HOW CAN I FIND THE DOMAIN AND THE RANGE of these functions?

Question

Please help me. If I see some examples on how to solve these, maybe I'll get better at them.

12x^2–15

DOMAIN: (-infinity, infinity)
RANGE: ???????

sqrt(x) + 12

DOMAIN: ??????
RANGE: ??????

x+12/x^2-36

That's supposed to be a fraction.

DOMAIN: ?????????

I have to write all of these in interval notation. These are from work online, which is completely different from my notes and the problems from my text book, leaving me very, very confused. Please help me.

Answer 1

In the first question you have to find the minimum value of 12x^2-15, in the second the domain is clearly where the square root is defined, i.e. x>=0; for the range you to look for the minimum of sqrt(x)+12, which is very feasible :)

In the third question all depends if you have some more brackets in the denominator, as in
(x+12)/(x^2-36)
or not.

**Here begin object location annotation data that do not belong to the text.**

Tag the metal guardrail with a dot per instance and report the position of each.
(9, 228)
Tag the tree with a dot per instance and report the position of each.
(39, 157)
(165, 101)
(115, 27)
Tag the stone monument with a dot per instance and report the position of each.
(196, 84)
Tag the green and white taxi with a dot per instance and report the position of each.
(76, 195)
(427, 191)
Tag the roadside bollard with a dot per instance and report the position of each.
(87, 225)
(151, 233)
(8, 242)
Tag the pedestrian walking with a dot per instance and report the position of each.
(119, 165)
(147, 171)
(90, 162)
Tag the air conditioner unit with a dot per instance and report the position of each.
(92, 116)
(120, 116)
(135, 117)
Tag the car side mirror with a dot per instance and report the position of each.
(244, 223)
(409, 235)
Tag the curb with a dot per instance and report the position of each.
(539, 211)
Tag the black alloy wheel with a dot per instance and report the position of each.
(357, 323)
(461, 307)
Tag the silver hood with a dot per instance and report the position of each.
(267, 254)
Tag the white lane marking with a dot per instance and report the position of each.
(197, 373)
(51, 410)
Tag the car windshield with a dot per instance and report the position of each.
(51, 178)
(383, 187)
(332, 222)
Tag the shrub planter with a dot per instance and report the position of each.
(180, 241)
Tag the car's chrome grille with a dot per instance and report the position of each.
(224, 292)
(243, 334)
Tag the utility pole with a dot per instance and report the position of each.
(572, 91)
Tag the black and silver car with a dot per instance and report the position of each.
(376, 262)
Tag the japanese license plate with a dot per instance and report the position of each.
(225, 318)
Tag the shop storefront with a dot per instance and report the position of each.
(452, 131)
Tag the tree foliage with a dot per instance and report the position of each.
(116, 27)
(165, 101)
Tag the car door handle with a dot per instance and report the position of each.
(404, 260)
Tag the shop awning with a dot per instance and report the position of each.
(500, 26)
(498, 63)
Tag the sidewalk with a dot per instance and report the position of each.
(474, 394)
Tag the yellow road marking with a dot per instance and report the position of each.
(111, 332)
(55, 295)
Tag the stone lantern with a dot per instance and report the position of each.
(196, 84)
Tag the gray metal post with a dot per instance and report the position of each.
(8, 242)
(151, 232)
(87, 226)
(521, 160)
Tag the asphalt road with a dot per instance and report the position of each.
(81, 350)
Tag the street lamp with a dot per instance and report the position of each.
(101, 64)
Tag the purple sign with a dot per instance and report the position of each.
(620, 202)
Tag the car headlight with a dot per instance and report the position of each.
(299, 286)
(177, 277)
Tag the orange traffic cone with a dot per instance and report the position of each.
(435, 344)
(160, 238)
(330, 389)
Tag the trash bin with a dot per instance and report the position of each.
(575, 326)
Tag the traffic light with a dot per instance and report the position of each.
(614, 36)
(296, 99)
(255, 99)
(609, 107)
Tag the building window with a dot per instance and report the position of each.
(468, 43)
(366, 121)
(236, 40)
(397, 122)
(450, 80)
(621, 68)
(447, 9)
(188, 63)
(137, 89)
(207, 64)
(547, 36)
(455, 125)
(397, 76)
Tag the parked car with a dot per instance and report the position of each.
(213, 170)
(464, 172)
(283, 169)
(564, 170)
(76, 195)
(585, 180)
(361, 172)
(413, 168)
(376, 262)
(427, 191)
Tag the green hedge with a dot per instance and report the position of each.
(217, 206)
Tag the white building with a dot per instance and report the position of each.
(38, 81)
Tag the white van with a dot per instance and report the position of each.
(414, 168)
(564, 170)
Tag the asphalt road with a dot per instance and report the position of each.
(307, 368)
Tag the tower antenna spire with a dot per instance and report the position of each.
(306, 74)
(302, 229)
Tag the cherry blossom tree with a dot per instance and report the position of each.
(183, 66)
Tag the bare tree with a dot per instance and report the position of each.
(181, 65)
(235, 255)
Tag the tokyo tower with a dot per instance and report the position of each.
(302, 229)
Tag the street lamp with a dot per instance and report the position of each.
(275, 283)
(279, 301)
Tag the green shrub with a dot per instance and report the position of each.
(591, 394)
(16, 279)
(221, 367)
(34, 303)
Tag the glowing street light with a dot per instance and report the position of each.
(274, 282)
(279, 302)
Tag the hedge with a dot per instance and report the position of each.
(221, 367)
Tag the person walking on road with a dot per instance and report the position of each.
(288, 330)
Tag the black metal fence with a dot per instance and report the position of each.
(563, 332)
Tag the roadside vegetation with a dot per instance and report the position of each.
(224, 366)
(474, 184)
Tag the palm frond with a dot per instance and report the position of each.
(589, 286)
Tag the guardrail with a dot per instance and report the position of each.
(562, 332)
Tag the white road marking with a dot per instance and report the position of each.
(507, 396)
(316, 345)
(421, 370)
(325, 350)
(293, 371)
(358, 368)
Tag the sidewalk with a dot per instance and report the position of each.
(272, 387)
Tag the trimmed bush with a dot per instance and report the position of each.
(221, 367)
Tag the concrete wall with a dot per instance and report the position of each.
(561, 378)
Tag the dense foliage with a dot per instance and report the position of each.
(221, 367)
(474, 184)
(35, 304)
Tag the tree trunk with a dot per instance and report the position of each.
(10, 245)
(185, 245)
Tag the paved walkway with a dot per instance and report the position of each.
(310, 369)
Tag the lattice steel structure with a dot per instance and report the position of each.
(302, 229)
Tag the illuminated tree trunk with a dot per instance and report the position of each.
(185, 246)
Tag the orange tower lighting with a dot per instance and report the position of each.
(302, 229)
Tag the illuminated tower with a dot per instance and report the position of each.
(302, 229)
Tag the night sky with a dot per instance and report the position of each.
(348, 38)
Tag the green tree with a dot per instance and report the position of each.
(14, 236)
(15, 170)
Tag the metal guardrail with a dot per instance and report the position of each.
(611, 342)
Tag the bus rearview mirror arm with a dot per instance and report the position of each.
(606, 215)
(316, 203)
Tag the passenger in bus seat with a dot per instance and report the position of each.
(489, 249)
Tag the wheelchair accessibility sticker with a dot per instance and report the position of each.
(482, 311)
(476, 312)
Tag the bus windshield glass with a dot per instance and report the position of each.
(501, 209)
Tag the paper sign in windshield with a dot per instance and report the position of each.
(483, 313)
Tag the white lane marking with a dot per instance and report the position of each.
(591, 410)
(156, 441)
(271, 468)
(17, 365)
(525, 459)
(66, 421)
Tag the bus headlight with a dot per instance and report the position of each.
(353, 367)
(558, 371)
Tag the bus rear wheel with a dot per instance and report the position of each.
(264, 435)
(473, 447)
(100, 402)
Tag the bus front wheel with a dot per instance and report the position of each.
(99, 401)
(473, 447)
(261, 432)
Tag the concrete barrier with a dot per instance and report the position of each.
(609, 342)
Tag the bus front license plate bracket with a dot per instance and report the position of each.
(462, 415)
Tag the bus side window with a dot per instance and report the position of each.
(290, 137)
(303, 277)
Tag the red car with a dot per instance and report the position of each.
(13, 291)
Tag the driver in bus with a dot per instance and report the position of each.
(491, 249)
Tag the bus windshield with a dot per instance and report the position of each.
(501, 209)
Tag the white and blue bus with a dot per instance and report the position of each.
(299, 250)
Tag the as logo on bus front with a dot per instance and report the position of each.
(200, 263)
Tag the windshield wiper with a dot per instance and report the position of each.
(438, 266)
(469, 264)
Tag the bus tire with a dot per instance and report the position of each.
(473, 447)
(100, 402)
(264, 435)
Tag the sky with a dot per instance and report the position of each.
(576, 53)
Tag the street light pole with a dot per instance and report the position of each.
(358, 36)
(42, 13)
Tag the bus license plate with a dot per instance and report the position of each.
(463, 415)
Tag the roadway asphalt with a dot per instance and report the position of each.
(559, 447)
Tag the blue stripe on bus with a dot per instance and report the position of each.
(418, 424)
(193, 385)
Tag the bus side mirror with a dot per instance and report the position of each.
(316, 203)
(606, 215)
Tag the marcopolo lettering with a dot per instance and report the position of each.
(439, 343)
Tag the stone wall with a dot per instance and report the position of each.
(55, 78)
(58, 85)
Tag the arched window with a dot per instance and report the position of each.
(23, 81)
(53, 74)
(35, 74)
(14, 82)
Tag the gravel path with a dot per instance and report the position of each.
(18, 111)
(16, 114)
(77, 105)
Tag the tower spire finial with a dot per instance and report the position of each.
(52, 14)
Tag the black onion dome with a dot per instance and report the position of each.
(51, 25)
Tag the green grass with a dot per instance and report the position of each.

Anyway you have to take away all points x which give a denominator =0

Answer 2

The 3 problems you're asking about are typically called functions of an independent variable (in your cases x is the symbol chosen to represent the independent variable).

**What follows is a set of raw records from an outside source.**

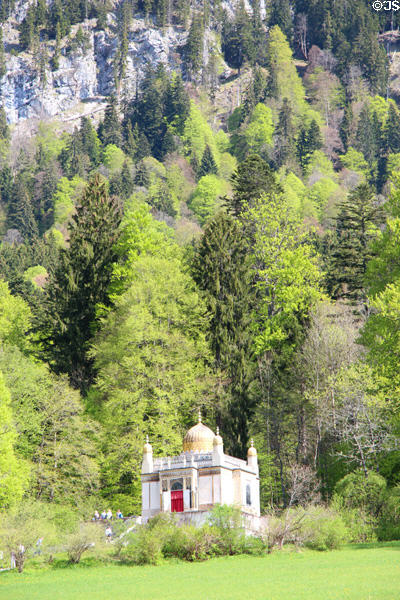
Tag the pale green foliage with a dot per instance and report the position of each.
(323, 529)
(222, 140)
(321, 192)
(289, 279)
(380, 107)
(154, 168)
(288, 81)
(52, 431)
(260, 130)
(326, 92)
(19, 532)
(57, 236)
(384, 267)
(355, 161)
(393, 165)
(150, 355)
(198, 134)
(14, 472)
(319, 164)
(179, 186)
(113, 157)
(206, 197)
(310, 114)
(14, 319)
(87, 537)
(381, 335)
(141, 235)
(294, 190)
(358, 491)
(68, 190)
(35, 272)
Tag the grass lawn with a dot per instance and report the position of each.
(359, 572)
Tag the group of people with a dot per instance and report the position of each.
(106, 516)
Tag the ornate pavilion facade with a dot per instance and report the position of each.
(200, 477)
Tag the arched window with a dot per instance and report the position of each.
(177, 485)
(248, 495)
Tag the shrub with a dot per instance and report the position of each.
(360, 525)
(143, 547)
(389, 522)
(323, 529)
(228, 525)
(191, 543)
(313, 526)
(88, 536)
(358, 491)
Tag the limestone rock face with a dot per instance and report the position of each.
(83, 76)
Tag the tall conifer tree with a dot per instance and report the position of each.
(79, 285)
(222, 270)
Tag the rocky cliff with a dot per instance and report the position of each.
(83, 75)
(84, 78)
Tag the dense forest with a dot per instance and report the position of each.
(186, 252)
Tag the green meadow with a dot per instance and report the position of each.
(358, 572)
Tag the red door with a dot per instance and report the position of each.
(177, 501)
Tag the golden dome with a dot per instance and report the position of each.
(217, 439)
(251, 451)
(199, 438)
(147, 447)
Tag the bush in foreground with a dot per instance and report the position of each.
(162, 537)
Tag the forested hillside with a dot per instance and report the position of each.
(219, 230)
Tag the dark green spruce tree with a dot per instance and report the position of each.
(252, 178)
(208, 166)
(356, 227)
(79, 285)
(222, 269)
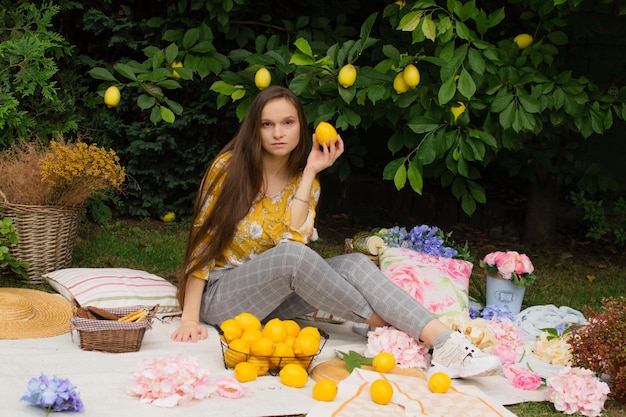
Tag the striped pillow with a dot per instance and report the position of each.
(113, 287)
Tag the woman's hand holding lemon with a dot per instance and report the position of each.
(327, 148)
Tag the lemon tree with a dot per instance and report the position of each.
(521, 102)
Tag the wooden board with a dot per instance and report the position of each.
(336, 370)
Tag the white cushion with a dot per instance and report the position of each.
(113, 287)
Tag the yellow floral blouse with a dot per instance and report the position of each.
(265, 226)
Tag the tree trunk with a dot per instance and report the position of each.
(540, 227)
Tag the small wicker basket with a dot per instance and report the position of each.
(46, 235)
(275, 362)
(113, 336)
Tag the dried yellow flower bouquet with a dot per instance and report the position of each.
(59, 174)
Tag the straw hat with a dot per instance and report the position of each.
(31, 314)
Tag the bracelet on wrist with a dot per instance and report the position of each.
(301, 200)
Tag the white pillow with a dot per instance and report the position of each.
(113, 287)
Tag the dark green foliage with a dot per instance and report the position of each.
(605, 220)
(34, 100)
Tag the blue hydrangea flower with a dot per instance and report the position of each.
(497, 311)
(53, 394)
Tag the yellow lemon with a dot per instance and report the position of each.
(384, 362)
(381, 391)
(238, 351)
(411, 75)
(293, 375)
(306, 345)
(275, 330)
(325, 133)
(347, 75)
(251, 335)
(232, 329)
(262, 347)
(324, 390)
(262, 364)
(112, 96)
(176, 64)
(399, 84)
(458, 110)
(283, 354)
(293, 328)
(262, 78)
(439, 382)
(523, 40)
(168, 217)
(248, 321)
(245, 372)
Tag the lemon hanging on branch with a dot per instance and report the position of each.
(347, 75)
(262, 78)
(411, 76)
(399, 84)
(523, 40)
(112, 96)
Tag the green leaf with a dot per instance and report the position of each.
(466, 84)
(301, 59)
(125, 70)
(171, 52)
(167, 114)
(191, 37)
(447, 91)
(102, 74)
(429, 29)
(391, 168)
(304, 47)
(410, 21)
(415, 179)
(476, 61)
(145, 101)
(155, 115)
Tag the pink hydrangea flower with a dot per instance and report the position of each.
(577, 391)
(175, 380)
(409, 353)
(521, 378)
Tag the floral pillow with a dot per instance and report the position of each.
(439, 284)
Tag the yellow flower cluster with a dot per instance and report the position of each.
(72, 172)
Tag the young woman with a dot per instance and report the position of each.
(254, 215)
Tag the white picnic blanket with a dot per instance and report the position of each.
(103, 378)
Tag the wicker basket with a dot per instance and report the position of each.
(350, 249)
(276, 362)
(113, 336)
(46, 235)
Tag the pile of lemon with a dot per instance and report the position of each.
(254, 349)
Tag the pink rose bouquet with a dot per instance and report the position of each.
(409, 353)
(521, 378)
(577, 391)
(511, 265)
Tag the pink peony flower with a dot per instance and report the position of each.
(409, 353)
(505, 353)
(521, 378)
(577, 390)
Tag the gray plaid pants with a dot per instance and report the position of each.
(292, 279)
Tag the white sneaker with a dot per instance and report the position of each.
(459, 358)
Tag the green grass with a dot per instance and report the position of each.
(577, 278)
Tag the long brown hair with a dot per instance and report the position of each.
(243, 179)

The domain of the independent variable is all real values that "kick out" a function value.

So in f(x) = 12x^2 - 15 you look at the operation(s) going on
(only multiplying and subtraction, which are "closed" -- that is, any mult and subt operation with real numbers will always have real number answers), and thus conclude ALL real numbers, i.e. (-inf, +inf) is the domain.

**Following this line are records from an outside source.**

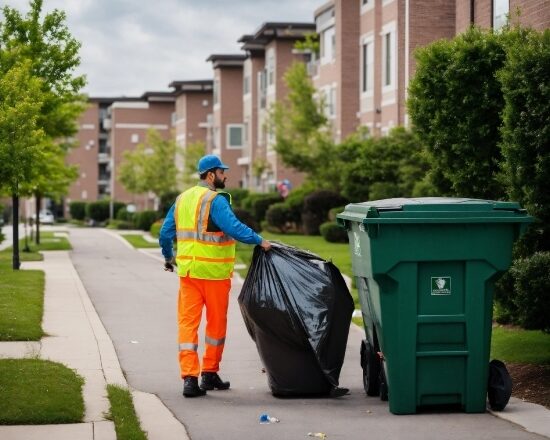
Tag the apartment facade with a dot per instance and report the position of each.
(493, 13)
(227, 130)
(108, 128)
(193, 106)
(270, 52)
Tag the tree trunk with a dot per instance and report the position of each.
(15, 222)
(38, 203)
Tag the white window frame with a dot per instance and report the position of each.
(328, 45)
(366, 5)
(389, 28)
(367, 40)
(270, 67)
(228, 128)
(498, 21)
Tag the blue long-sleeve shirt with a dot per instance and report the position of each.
(224, 218)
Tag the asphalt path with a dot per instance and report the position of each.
(136, 301)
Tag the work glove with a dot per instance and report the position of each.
(169, 264)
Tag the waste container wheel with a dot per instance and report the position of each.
(383, 386)
(371, 369)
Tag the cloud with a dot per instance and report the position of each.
(129, 49)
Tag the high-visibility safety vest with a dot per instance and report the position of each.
(203, 250)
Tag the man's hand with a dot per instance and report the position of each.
(169, 264)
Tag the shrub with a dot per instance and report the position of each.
(334, 212)
(316, 208)
(278, 216)
(77, 210)
(124, 215)
(333, 233)
(248, 219)
(155, 228)
(237, 196)
(120, 224)
(98, 211)
(257, 204)
(531, 284)
(144, 219)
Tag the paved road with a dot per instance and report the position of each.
(136, 301)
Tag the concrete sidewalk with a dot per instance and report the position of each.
(77, 338)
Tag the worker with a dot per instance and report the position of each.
(202, 221)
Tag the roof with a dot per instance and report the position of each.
(227, 60)
(199, 85)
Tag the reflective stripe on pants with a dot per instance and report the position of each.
(193, 295)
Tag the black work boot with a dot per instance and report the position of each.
(191, 387)
(210, 381)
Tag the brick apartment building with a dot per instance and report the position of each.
(269, 53)
(227, 130)
(365, 63)
(108, 128)
(193, 106)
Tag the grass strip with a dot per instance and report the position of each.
(123, 414)
(39, 392)
(511, 344)
(138, 241)
(21, 302)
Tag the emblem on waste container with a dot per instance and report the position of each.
(441, 285)
(356, 244)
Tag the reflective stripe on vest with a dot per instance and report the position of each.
(188, 346)
(201, 254)
(213, 341)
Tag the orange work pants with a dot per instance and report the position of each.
(195, 293)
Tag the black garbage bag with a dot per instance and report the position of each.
(297, 308)
(499, 388)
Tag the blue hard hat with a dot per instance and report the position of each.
(209, 162)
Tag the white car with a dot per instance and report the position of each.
(46, 217)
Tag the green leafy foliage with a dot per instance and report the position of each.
(380, 168)
(77, 210)
(525, 130)
(333, 233)
(455, 102)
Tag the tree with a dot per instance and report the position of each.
(52, 54)
(151, 166)
(455, 102)
(379, 168)
(526, 127)
(21, 138)
(301, 129)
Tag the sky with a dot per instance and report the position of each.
(129, 49)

Having determined the domain then you determine what function values (range elements) are gonna be generated by elements from the domain. You notice that squaring any real number will make it always >= 0, then multiplied by 12 and reduced by 15. Logically, then the range has a lower limit of -15, and then can get as large as you please. So the range is [-15, +inf)

Second problem: f(x) = sqrt(x) + 12

You only take sqrt of non-neg numbers and your sqrt is single valued, always >= 0. Your domain is [0, + inf).
Your range is [12, +inf)
-------------------------------------------------
A "raw spot" in your problem f(x) = x + 12/x^2 - 36 is that without grouping symbols there tends to be ambiguity. If you feed f(0) = 0 + 12/0^2 - 36 into a scientific calculator, you'll get a divide by zero error (implying zero isn't in the domain). But IF YOU MEANT

f(x) = x + 12/(x^2 -36), then f(0) would be -1/3 and zero would be in the domain.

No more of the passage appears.